Back in June, the widow of a man shot dead by police in a case of mistaken identity filed a $20 million civil lawsuit against the city, after the criminal case against officers was dropped by a jury.

Now lawyers for the city in Mississippi have filed to have that civil case dismissed with a controversial legal pitch: they claim the constitutional rights cited in the lawsuit do not apply because the victim was not in the country legally at the time of his death.

In July 2017, police in the city of Southaven mixed up the address of a man wanted for domestic assault with the address of Ismael Lopez. In the ensuing raid on Lopez’s mobile home, he was killed by a single bullet to the back of the head, fired through a closed door, according to court documents.

When the manslaughter case against the officers ran aground, his wife filed an unlawful death lawsuit (pdf) against the 50,000-strong city that sits on the southern edge of Memphis, just inside the Mississippi state line.

Southaven, Mississippi. (Screenshot/Google Maps)

On Sept. 4, an attorney for the city filed to have that lawsuit dismissed saying that as an illegal alien, Lopez “had no Fourth or Fourteenth Amendment civil rights as alleged in the complaint.”

Lopez was a convicted felon for violent crime.

“If he ever had Fourth Amendment or Fourteenth Amendment civil rights, they were lost by his own conduct and misconduct,” a city attorney wrote in her motion, reported CNN. “Ismael Lopez may have been a person on American soil but he was not one of the ‘We, the People of the United States’ entitled to the civil rights invoked in this lawsuit.”

The attorney for the city cited two cases in which higher courts ruled that constitutional protections did not apply due to nationality.

In one case, the Supreme Court effectively ruled in 1990 that the Fourth Amendment does not apply to foreigners in foreign territory as it dismissed a claim that U.S. authorities had illegally carried out a search of a drug smuggler’s home in Mexico, saying they were not protected.

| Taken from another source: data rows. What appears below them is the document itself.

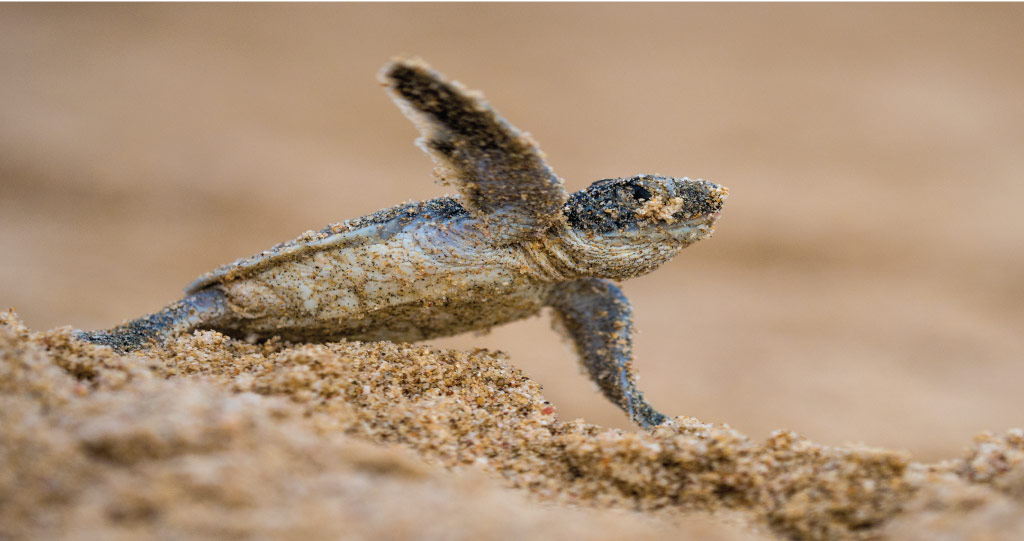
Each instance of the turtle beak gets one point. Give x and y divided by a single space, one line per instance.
701 201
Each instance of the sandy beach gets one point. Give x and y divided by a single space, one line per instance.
833 352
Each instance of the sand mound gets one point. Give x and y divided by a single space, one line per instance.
209 435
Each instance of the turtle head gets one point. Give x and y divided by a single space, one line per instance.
623 227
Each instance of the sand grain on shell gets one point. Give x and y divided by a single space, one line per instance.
212 435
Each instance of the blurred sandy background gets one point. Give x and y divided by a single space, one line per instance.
865 282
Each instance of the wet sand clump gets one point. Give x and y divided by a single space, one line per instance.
210 435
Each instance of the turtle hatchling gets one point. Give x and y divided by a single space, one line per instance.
511 243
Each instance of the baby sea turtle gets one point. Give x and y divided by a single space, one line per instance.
510 244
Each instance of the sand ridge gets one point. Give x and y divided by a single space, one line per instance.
309 419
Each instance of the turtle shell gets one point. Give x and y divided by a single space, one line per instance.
371 229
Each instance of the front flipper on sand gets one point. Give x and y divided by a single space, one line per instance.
194 311
500 172
599 321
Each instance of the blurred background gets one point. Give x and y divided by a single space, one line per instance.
865 281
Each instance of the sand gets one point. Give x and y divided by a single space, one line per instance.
209 435
863 284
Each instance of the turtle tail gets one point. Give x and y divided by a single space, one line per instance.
198 309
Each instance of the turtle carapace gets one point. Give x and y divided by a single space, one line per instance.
511 243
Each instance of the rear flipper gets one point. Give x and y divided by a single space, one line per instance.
199 309
598 319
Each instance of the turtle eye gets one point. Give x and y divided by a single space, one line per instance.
640 193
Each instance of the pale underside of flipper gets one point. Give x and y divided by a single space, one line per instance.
499 171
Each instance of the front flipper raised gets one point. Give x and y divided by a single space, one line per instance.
599 320
500 172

The other case cited by the city’s attorney was a 2011 case about a Mexican man who had entered the country illegally and had pleaded guilty to being an illegal alien in 5th Circuit Appeals court rejected his claim that his Second Amendment rights had been violated.

Murray Wells, a lawyer for Lopez’s family, described the legal defense as “chilling,” reported WATN.

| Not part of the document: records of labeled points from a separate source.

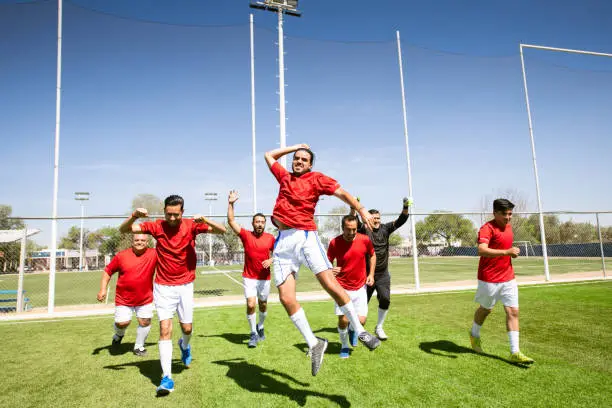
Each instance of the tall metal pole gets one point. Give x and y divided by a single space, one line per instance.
81 238
281 85
415 253
253 113
535 170
53 253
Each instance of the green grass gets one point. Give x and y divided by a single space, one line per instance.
426 362
80 288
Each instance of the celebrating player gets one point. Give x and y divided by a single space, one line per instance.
258 246
298 242
379 235
173 287
134 291
496 278
351 250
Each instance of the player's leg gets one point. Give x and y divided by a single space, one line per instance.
485 296
383 293
123 316
250 294
166 301
185 315
263 291
508 295
144 314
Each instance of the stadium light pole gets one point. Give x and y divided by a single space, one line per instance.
58 88
210 197
81 196
415 253
280 7
533 152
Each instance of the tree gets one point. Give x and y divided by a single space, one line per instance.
448 228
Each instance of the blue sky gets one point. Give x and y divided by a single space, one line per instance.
156 99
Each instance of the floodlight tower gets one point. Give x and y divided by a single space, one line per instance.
280 7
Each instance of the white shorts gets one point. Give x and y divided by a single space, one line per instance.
294 248
124 313
489 293
169 299
359 298
255 287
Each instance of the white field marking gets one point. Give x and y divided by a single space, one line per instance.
302 297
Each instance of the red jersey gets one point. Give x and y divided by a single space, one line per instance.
498 269
135 281
298 196
175 247
351 257
256 250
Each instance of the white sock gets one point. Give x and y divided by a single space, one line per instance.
119 332
262 317
343 337
351 314
513 337
476 330
251 319
186 340
382 314
300 321
141 336
165 357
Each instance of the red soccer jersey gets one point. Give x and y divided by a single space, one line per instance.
351 257
298 196
175 246
135 282
256 250
498 269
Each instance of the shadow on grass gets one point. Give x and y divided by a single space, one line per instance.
444 347
123 348
210 292
254 378
236 338
149 368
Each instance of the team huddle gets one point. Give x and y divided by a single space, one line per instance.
163 277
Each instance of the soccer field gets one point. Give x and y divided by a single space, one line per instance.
80 288
426 362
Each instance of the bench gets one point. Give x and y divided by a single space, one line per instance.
12 297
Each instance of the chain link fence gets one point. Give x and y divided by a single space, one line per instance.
579 246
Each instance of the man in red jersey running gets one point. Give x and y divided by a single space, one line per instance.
298 242
258 246
351 251
176 264
134 291
496 278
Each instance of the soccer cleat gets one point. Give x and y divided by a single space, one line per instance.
116 340
353 338
520 358
165 387
476 344
368 340
380 333
185 353
316 355
253 340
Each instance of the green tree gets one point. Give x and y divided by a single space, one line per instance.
449 228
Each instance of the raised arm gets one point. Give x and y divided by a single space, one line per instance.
233 197
128 226
352 202
215 227
273 155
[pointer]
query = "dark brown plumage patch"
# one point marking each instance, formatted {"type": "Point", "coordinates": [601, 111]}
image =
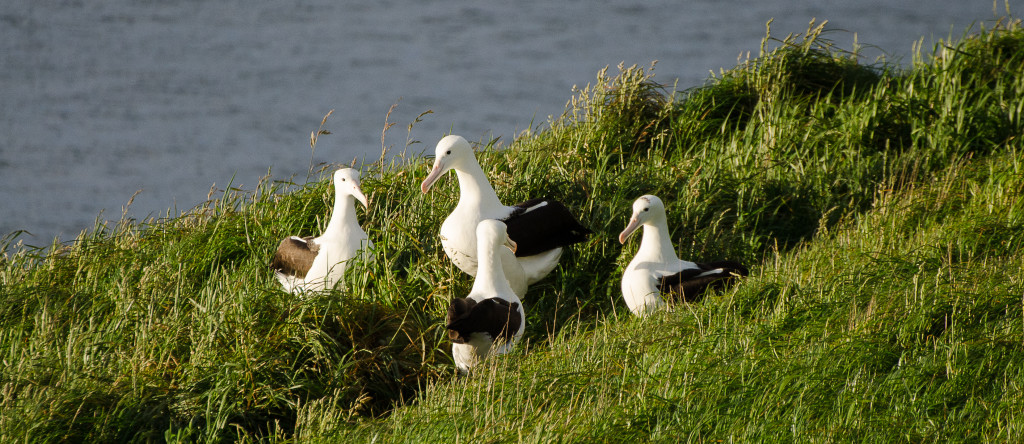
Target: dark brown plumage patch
{"type": "Point", "coordinates": [687, 286]}
{"type": "Point", "coordinates": [495, 316]}
{"type": "Point", "coordinates": [541, 224]}
{"type": "Point", "coordinates": [295, 257]}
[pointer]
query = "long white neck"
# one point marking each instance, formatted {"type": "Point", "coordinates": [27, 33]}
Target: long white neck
{"type": "Point", "coordinates": [343, 218]}
{"type": "Point", "coordinates": [489, 274]}
{"type": "Point", "coordinates": [474, 189]}
{"type": "Point", "coordinates": [655, 243]}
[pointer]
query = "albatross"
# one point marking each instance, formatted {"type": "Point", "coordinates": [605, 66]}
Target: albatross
{"type": "Point", "coordinates": [314, 264]}
{"type": "Point", "coordinates": [655, 269]}
{"type": "Point", "coordinates": [540, 226]}
{"type": "Point", "coordinates": [489, 320]}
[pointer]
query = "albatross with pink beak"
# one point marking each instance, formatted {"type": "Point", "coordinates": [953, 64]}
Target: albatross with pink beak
{"type": "Point", "coordinates": [655, 269]}
{"type": "Point", "coordinates": [313, 264]}
{"type": "Point", "coordinates": [541, 227]}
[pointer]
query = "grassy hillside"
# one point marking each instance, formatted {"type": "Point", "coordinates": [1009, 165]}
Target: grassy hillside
{"type": "Point", "coordinates": [880, 209]}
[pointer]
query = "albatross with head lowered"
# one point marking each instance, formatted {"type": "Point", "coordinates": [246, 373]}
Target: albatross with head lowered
{"type": "Point", "coordinates": [317, 263]}
{"type": "Point", "coordinates": [489, 320]}
{"type": "Point", "coordinates": [655, 269]}
{"type": "Point", "coordinates": [541, 226]}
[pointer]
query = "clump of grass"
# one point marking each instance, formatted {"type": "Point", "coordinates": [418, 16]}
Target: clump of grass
{"type": "Point", "coordinates": [880, 208]}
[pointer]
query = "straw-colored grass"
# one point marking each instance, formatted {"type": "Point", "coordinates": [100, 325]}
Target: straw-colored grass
{"type": "Point", "coordinates": [880, 209]}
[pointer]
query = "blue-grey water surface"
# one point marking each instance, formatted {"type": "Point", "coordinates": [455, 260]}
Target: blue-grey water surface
{"type": "Point", "coordinates": [99, 99]}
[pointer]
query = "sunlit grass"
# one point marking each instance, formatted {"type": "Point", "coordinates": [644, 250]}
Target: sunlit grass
{"type": "Point", "coordinates": [880, 209]}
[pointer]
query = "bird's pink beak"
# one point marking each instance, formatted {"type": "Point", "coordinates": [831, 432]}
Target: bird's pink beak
{"type": "Point", "coordinates": [634, 224]}
{"type": "Point", "coordinates": [435, 173]}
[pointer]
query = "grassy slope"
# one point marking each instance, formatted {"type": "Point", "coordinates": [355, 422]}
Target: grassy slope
{"type": "Point", "coordinates": [881, 211]}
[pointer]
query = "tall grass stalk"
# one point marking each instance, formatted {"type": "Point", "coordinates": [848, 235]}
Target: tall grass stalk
{"type": "Point", "coordinates": [880, 208]}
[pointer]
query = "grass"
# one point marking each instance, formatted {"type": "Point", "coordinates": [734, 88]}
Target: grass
{"type": "Point", "coordinates": [880, 208]}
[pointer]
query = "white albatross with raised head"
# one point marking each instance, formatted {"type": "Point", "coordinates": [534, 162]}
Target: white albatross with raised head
{"type": "Point", "coordinates": [489, 320]}
{"type": "Point", "coordinates": [314, 264]}
{"type": "Point", "coordinates": [655, 270]}
{"type": "Point", "coordinates": [540, 226]}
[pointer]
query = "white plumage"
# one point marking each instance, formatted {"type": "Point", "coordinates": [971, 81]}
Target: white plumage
{"type": "Point", "coordinates": [477, 202]}
{"type": "Point", "coordinates": [655, 269]}
{"type": "Point", "coordinates": [312, 264]}
{"type": "Point", "coordinates": [491, 319]}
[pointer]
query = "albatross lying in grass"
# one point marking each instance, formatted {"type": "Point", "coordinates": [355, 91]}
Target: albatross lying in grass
{"type": "Point", "coordinates": [541, 226]}
{"type": "Point", "coordinates": [655, 269]}
{"type": "Point", "coordinates": [313, 264]}
{"type": "Point", "coordinates": [489, 320]}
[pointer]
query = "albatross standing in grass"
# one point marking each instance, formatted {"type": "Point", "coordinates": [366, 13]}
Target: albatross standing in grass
{"type": "Point", "coordinates": [655, 269]}
{"type": "Point", "coordinates": [489, 320]}
{"type": "Point", "coordinates": [314, 264]}
{"type": "Point", "coordinates": [541, 226]}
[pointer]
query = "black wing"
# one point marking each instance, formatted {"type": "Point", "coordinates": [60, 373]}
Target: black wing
{"type": "Point", "coordinates": [541, 224]}
{"type": "Point", "coordinates": [294, 257]}
{"type": "Point", "coordinates": [690, 286]}
{"type": "Point", "coordinates": [495, 316]}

“In an address to a federal judge in an open pleading in court, the city of Southaven has announced that it is their policy that if you are an undocumented resident of that city, you have no constitutional protections,” Wells said.

He said that the claims dispose of the right to constitutional protections, “meaning, that stormtroopers can come into your house and kill you without regard to any constitutional results or repercussions whatsoever,” Wells said, reported Local Memphis.

“If you take their arguments at face value, they can lock you up and throw away the key because you have no protections, no right to trial. They can kill you, they can use excessive force,” Wells said, “That’s what they are arguing. It’s just flat wrong. The Supreme Court has spoken to it over and over and over again.”

Lopez had been deported twice and reentered illegally, according to a Mississippi Bureau of Investigation report which also noted he had been arrested on domestic violence and DUI charges in Washington State in the 1990s.

Southaven Mayor Darren Musselwhite said in a statement provided to WMC that the city “will defend this matter in the court of law, not in the media via press conferences with ridiculously misleading soundbites.”

In the statement, he reiterated that the two officers were not indicted by a DeSoto grand jury and cleared by the FBI and Department of Justice.